The Board of Governors of the AfDB is the most powerful and highest decision-making body of the financial institution. The Board is made up of governors and alternate governors drawn from 54 African countries and 26 non-African countries. Among other responsibilities, it has the mandate to initiate disciplinary action against the president of the Bank, suspend or remove him from office and engage outside auditors to certify the Bank’s general balance sheet and the statement of profit and loss of the bank and to select such other experts as may be necessary to examine and report on the general management of the Bank.
Among the 54 African countries on the Board of Governors of the AfDB are Nigeria, South Africa, Gambia, Senegal, Botswana, Egypt, Tunisia, Tanzania, Ethiopia, Togo, Morocco, Ivory Coast, Republic of Code d’ Ivoire, Sudan, Cameron, Madagascar, Gabon, Malawi, DRC, Zambia, Algeria, Mauritania, etc.
On the other hand, the 26 non-regional member countries of the AfDB Board include Argentina, Austria, Belgium, Brazil, Canada, China, Denmark, Finland, France, Germany, India, Italy, Japan, Korea, Kuwait, Luxembourg, Netherlands, Norway, Portugal, Saudi Arabia, Spain, Sweden, Switzerland, Turkey, United Kingdom, United States and * United Arab Emirates(ADF member-only).
The United States became a member of the African Development Fund in 1976 and consequently enlisted as a member of the AfDB in 1983 while Norway has been a member of the African Development Fund since 1973 and of the AfDB since 1982. On its part, the UK enlisted as a member of the African Development Fund in 1973 and became a member of the AfDB in 1983.
Similarly, in 1973 Canada joined the ADF and then enlisted as a member of the AfDB in 1982.
Diplomatic sources hinted that most non-regional member countries of the AfDB who are allies of the United States are said to be in support of the US position on the imperative of taking necessary steps to empower an independent and impartial investigations panel to probe the allegations made against Adesina and others mentioned in the whistleblowers’ petitions.

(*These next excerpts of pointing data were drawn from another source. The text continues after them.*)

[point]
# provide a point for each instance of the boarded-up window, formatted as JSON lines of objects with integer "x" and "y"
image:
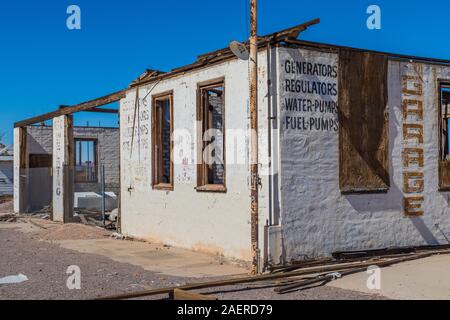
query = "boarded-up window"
{"x": 444, "y": 124}
{"x": 86, "y": 161}
{"x": 162, "y": 127}
{"x": 363, "y": 138}
{"x": 211, "y": 152}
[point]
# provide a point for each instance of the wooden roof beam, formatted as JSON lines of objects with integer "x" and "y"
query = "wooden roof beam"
{"x": 85, "y": 106}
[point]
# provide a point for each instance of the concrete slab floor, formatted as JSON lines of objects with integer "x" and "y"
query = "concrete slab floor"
{"x": 427, "y": 279}
{"x": 157, "y": 258}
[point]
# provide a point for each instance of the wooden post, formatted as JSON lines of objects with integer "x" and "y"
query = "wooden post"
{"x": 20, "y": 172}
{"x": 254, "y": 134}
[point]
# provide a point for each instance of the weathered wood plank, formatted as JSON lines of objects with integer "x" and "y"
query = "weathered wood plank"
{"x": 364, "y": 131}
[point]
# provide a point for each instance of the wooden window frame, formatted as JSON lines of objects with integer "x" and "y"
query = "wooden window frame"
{"x": 444, "y": 164}
{"x": 95, "y": 140}
{"x": 201, "y": 167}
{"x": 156, "y": 185}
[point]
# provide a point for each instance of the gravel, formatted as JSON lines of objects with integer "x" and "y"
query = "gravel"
{"x": 45, "y": 264}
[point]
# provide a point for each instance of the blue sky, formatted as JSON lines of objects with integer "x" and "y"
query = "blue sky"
{"x": 44, "y": 65}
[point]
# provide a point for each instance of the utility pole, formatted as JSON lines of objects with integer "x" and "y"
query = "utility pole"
{"x": 254, "y": 176}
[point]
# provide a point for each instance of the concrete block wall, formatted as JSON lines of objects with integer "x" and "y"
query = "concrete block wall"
{"x": 40, "y": 141}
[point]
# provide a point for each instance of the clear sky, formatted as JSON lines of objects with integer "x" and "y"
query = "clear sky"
{"x": 44, "y": 65}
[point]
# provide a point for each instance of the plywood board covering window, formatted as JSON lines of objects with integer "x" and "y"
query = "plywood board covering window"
{"x": 363, "y": 116}
{"x": 211, "y": 171}
{"x": 162, "y": 146}
{"x": 444, "y": 126}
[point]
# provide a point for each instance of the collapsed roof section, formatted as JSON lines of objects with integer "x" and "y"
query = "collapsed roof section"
{"x": 288, "y": 37}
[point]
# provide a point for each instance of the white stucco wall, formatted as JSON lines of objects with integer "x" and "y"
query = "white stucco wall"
{"x": 217, "y": 223}
{"x": 316, "y": 218}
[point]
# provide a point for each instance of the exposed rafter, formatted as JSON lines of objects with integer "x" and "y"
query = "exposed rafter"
{"x": 85, "y": 106}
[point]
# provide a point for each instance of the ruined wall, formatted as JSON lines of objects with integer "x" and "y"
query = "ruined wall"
{"x": 217, "y": 223}
{"x": 6, "y": 178}
{"x": 316, "y": 218}
{"x": 40, "y": 141}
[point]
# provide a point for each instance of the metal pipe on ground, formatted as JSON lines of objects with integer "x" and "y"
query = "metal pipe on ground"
{"x": 339, "y": 274}
{"x": 252, "y": 279}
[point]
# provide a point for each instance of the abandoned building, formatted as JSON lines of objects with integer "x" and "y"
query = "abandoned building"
{"x": 6, "y": 171}
{"x": 353, "y": 152}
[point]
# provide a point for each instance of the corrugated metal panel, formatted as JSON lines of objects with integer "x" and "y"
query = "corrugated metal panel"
{"x": 363, "y": 139}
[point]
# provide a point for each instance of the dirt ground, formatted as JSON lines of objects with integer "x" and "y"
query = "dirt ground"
{"x": 43, "y": 251}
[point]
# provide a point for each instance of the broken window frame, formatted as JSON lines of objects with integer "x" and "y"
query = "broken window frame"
{"x": 202, "y": 168}
{"x": 157, "y": 169}
{"x": 95, "y": 159}
{"x": 444, "y": 136}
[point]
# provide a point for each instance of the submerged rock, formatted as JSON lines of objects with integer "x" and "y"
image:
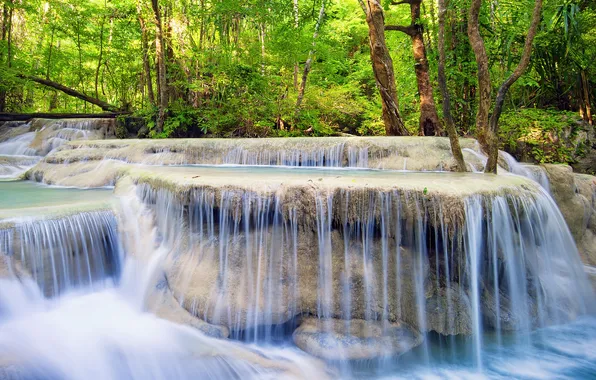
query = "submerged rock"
{"x": 356, "y": 339}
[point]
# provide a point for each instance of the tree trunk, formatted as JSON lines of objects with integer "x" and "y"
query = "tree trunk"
{"x": 69, "y": 91}
{"x": 100, "y": 58}
{"x": 484, "y": 85}
{"x": 161, "y": 68}
{"x": 6, "y": 36}
{"x": 493, "y": 148}
{"x": 296, "y": 25}
{"x": 382, "y": 65}
{"x": 585, "y": 98}
{"x": 449, "y": 124}
{"x": 429, "y": 118}
{"x": 311, "y": 53}
{"x": 145, "y": 52}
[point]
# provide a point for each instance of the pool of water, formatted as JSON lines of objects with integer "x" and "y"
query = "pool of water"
{"x": 26, "y": 194}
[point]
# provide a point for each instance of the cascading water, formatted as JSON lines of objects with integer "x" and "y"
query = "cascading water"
{"x": 65, "y": 253}
{"x": 102, "y": 330}
{"x": 23, "y": 144}
{"x": 260, "y": 266}
{"x": 374, "y": 278}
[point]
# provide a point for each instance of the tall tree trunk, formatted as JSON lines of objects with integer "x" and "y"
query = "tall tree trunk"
{"x": 161, "y": 66}
{"x": 449, "y": 124}
{"x": 311, "y": 53}
{"x": 493, "y": 152}
{"x": 262, "y": 30}
{"x": 100, "y": 58}
{"x": 429, "y": 118}
{"x": 585, "y": 98}
{"x": 145, "y": 52}
{"x": 296, "y": 25}
{"x": 382, "y": 65}
{"x": 484, "y": 85}
{"x": 6, "y": 37}
{"x": 69, "y": 91}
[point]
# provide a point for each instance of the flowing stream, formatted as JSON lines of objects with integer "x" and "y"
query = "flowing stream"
{"x": 221, "y": 272}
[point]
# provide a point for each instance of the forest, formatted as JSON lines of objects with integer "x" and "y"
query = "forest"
{"x": 520, "y": 75}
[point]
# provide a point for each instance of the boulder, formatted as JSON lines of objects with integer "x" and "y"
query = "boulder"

The United States had faulted the findings of the AfDB’s ethics committee which exonerated Adesina of all charges leveled against him by the group of “whistle-blowers.” While faulting the ethics team’s work, U.S. treasury Secretary, Mnuchin said:
“Had the Ethics Committee undertaken a proper preliminary examination that was in line with the Board of Governors Resolution B/BG/2008/11, standard practices at other international financial institutions, and the Bank’s own rules and procedures, it would have reviewed available facts that could be gathered by external counsel and found in internal Bank records. We fear that wholesale dismissal of all allegations without appropriate investigation will tarnish the reputation of this institution as one that does not uphold high standards of ethics and governance.”
Recall that The New Diplomat had reported that the AfDB’s Ethics team led by Takuji Yano, a Japanese national, after investigations into these allegations had come out with a clean bill of health for
Adesina, stating clearly that the allegations are not factual. The Bank’s Ethics Team had in its report also underscored the point that the allegations as captured in the whistle-blowers’ petitions were not based on objective facts.
Adesina had repeatedly maintained his innocence.